NASA has launched a very specific challenge to help them “explore hell.”

They are in need of a special sensor to help their clockwork rover avoid obstacles on one of the hottest planets in our solar system: Venus.

A handful of probes have visited the “ancient sister of Earth” since the early days of space flight, with only a few able to function for a couple of hours before succumbing to the oppressive heat and pressure.

Despite those conditions, landers were able to deliver some important information such as the planet’s surface temperature (in excess of 450 degrees Celcius), a surface pressure 92 times that of Earth, wind speeds of 0.3 to 1.3 meters per second and the length of a Venusian day (116 Earth days.)

Now, NASA’s Jet Propulsion Laboratory (JPL) is studying a mission concept to return to Venus known as the Automaton Rover for Extreme Environments (AREE).

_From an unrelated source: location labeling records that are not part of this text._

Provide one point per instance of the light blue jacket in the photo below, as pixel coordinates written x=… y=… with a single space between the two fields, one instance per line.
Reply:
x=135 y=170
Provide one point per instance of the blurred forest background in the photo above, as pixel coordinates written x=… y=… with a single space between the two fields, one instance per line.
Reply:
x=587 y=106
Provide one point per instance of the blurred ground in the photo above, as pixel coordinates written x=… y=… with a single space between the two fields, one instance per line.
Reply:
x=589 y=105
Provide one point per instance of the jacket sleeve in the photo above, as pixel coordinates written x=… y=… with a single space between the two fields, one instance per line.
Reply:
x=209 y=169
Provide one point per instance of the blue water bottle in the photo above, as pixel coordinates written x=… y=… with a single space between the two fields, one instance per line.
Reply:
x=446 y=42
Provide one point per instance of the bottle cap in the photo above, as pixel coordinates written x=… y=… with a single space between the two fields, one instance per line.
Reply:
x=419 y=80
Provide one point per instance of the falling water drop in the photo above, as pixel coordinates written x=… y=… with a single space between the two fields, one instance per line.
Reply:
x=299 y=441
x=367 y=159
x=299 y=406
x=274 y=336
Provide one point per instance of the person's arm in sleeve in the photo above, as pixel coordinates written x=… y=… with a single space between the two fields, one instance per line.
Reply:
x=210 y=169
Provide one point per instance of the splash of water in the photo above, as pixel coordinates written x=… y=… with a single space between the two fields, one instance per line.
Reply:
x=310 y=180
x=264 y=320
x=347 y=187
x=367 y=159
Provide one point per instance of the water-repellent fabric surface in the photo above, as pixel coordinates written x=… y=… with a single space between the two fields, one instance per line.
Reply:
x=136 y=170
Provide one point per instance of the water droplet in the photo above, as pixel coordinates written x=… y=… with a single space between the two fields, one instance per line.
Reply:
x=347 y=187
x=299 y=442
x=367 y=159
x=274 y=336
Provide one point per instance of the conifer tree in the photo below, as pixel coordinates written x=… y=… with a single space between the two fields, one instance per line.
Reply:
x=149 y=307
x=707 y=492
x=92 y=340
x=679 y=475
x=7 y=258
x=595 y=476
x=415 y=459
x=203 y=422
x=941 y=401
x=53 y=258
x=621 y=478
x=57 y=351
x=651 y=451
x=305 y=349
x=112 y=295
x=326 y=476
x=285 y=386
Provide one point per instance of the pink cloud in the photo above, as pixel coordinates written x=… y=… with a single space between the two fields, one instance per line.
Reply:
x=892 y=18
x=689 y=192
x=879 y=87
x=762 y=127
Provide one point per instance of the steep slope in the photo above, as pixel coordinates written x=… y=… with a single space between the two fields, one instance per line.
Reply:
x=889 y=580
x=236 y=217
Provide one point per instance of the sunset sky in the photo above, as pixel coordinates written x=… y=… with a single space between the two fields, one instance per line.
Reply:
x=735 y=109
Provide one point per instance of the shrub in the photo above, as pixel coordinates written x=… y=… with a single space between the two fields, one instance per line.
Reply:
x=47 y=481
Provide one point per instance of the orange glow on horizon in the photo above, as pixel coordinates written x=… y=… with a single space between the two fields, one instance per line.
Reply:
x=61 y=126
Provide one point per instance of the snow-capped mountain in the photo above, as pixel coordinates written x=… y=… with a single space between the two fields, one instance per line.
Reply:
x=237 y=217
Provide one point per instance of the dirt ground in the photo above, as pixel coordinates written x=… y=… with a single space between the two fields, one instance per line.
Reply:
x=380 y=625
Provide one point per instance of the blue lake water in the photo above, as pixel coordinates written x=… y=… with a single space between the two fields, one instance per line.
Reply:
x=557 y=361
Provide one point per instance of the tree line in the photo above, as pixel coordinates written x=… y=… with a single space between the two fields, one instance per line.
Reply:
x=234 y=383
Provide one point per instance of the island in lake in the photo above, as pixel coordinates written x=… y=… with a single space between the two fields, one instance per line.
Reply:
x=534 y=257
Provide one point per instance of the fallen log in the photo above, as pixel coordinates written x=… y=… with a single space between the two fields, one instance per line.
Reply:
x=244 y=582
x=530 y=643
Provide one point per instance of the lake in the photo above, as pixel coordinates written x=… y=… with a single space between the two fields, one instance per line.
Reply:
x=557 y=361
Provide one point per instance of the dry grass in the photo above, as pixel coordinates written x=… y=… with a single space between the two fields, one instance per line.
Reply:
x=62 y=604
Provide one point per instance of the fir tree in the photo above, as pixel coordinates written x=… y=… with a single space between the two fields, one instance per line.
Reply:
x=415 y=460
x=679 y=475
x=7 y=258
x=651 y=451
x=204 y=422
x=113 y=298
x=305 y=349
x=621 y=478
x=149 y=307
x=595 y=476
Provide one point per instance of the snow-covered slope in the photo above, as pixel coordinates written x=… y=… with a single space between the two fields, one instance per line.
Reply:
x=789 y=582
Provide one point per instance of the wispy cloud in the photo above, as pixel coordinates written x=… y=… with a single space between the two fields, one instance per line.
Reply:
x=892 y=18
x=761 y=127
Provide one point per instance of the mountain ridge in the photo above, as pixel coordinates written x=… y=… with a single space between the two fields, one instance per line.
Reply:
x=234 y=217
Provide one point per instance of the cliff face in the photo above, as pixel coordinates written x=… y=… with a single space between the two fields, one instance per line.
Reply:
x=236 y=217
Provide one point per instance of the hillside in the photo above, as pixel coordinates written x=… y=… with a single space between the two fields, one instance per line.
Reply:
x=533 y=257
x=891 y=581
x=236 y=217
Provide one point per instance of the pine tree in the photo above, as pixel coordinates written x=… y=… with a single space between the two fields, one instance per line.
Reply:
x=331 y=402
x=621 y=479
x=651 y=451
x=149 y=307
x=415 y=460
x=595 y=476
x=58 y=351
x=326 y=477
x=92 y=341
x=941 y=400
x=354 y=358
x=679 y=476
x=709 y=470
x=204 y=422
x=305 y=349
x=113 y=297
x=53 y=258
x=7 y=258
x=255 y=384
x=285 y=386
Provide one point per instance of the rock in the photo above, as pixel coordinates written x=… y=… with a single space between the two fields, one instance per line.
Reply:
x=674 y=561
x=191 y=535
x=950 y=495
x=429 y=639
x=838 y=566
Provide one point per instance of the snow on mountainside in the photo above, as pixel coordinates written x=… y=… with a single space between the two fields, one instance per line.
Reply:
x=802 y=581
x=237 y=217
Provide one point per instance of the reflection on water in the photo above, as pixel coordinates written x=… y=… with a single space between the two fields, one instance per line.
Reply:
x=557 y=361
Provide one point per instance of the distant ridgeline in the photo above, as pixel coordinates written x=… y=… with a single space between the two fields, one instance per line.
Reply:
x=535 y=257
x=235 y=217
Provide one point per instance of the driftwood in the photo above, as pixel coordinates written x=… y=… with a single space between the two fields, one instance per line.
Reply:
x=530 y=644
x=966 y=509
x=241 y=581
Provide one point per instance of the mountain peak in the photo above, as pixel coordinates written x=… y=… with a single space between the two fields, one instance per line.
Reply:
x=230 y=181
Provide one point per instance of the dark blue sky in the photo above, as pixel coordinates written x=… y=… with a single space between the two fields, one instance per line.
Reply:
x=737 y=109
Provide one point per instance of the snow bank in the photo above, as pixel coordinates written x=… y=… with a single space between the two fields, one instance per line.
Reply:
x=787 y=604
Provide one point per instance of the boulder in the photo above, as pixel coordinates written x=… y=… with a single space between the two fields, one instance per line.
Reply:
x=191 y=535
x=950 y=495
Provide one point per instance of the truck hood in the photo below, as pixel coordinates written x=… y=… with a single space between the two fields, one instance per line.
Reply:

This has not been accomplished since the Soviet Vega 2 landed in 1985.

“Current, state-of-the-art, military-grade electronics fail at approximately 125°C, so mission scientists at JPL have taken their design cues from a different source: automatons and clockwork operations,” NASA says.

The AREE is intended to spend months exploring the landscape and collecting valuable long-term longitudinal scientific data using indirect and direct sensors.

As the rover explores the surface of Venus, collecting and relaying data to an orbiter overhead, it must also detect obstacles in its path like rocks, crevices, and steep terrain. To assist AREE on its groundbreaking mission concept, JPL needs an equally groundbreaking obstacle avoidance sensor, one that does not rely on vulnerable electronic systems. For that reason, JPL is turning to the global community of innovators and inventors to design this novel avoidance sensor for AREE. JPL is interested in all approaches, regardless of technical maturity.

JPL has issued a challenge to the global community in search of a sensor that would detect and navigate through dangerous situations during its operational life. It would need to sense obstacles such as rocks, crevices and inclines, successfully navigating around the obstruction, enabling the rover to continue to explore and collect more data.

“While the mission to the surface of Venus may be years off, the development of a suitably robust rover sensor will strengthen the case for returning to Venus with a rover, something that has never been attempted before,” NASA says.

So what can you do?

The winner of the challenge, named “Exploring Hell: Avoiding Obstacles on a Clockwork Rover,” will receive a prize of $30,000.